Week 10 moved on from classification to clustering. Although, conceptually, there was close relation to topics covered in Natural Computation the methods discussed were new. Again, Euclidean distance is a fundamental measure of similarity/uniquness.
The first method introduced was Heirarchical Clustering. This introduction was very bried and reference to the text would need to be made for issues such as linkages.
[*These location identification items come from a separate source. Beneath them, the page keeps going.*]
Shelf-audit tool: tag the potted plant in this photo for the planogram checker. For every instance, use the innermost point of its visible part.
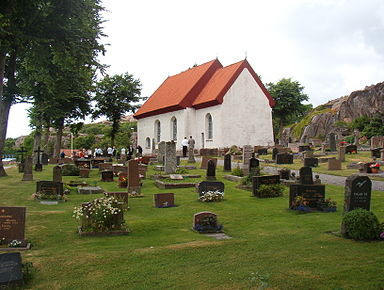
(375, 167)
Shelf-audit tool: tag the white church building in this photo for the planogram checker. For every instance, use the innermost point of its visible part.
(218, 106)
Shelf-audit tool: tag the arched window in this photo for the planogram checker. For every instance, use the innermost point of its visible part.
(209, 126)
(157, 131)
(174, 129)
(147, 143)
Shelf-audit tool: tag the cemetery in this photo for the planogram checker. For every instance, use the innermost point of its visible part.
(191, 173)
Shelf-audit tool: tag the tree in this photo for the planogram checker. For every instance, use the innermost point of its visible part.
(289, 97)
(115, 96)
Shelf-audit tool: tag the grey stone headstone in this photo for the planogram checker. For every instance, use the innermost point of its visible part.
(357, 193)
(170, 160)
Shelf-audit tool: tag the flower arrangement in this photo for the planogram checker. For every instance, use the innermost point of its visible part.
(100, 215)
(212, 196)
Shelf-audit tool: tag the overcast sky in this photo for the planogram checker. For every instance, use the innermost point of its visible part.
(332, 47)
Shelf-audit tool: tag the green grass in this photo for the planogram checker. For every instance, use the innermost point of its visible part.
(286, 249)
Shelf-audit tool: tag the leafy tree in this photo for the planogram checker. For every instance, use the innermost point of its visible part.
(289, 98)
(115, 96)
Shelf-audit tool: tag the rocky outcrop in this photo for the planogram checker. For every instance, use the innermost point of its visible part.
(365, 102)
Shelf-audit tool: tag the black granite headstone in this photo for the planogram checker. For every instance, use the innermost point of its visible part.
(311, 162)
(227, 162)
(306, 175)
(206, 186)
(265, 179)
(11, 274)
(312, 193)
(357, 193)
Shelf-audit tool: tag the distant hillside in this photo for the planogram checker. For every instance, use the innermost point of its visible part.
(327, 118)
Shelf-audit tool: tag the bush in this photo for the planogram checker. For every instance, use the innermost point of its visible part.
(237, 172)
(273, 190)
(360, 224)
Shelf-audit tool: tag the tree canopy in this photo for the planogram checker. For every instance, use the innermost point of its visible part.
(115, 96)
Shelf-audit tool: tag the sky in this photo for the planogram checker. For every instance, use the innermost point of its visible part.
(331, 47)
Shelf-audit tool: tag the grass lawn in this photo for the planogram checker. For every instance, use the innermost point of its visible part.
(323, 167)
(270, 246)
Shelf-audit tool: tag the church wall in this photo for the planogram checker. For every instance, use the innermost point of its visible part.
(246, 114)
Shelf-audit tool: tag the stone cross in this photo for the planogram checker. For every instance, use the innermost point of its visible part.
(38, 165)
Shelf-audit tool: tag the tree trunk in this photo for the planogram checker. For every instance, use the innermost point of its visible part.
(36, 142)
(4, 113)
(59, 135)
The next method was K-Means clustering.
I find the limitation of assuming the number of clusters [K] to go close to invalidating this methodology in its basic form. Of course, however the algorithm can be extended to an exhaustive or stoichastic search were multiple K values are compared and contrasted. The idea of clustering is to simplify data sets, in essence reducing dimensianality. With this in mind there must be a penalty for extended K-means algorithms for the number of clusters. Otherwise the best clustering would always result in K = number of unique instances. MML, MDL and BIC are examples of algoriths that incorporate these penalities. Interestingly, I came across MDL when looking for effective method for discretizing continuous variables. It now seems obvious that discretization is a form of clustering where there need to be penalties for an increasing number of clusters. For more info on using MDL to discretize continuos variables see:
Fayyad, U., Irani, K., 1993, Multi-interval discretization of continuous valued attributes for
classification learning, Thirteenth International Joint Conference on Articial Intelligence, 1022-
Interstingly Usama Fayyad is now Chief Data Officer and Executive Vice President, Yahoo! Inc… for next time anyone says research in this field is pointless for a career.
The lecture continued to introduce issues and algorithms which require a great deal of reading and writing to do justice (which I am yet to complete).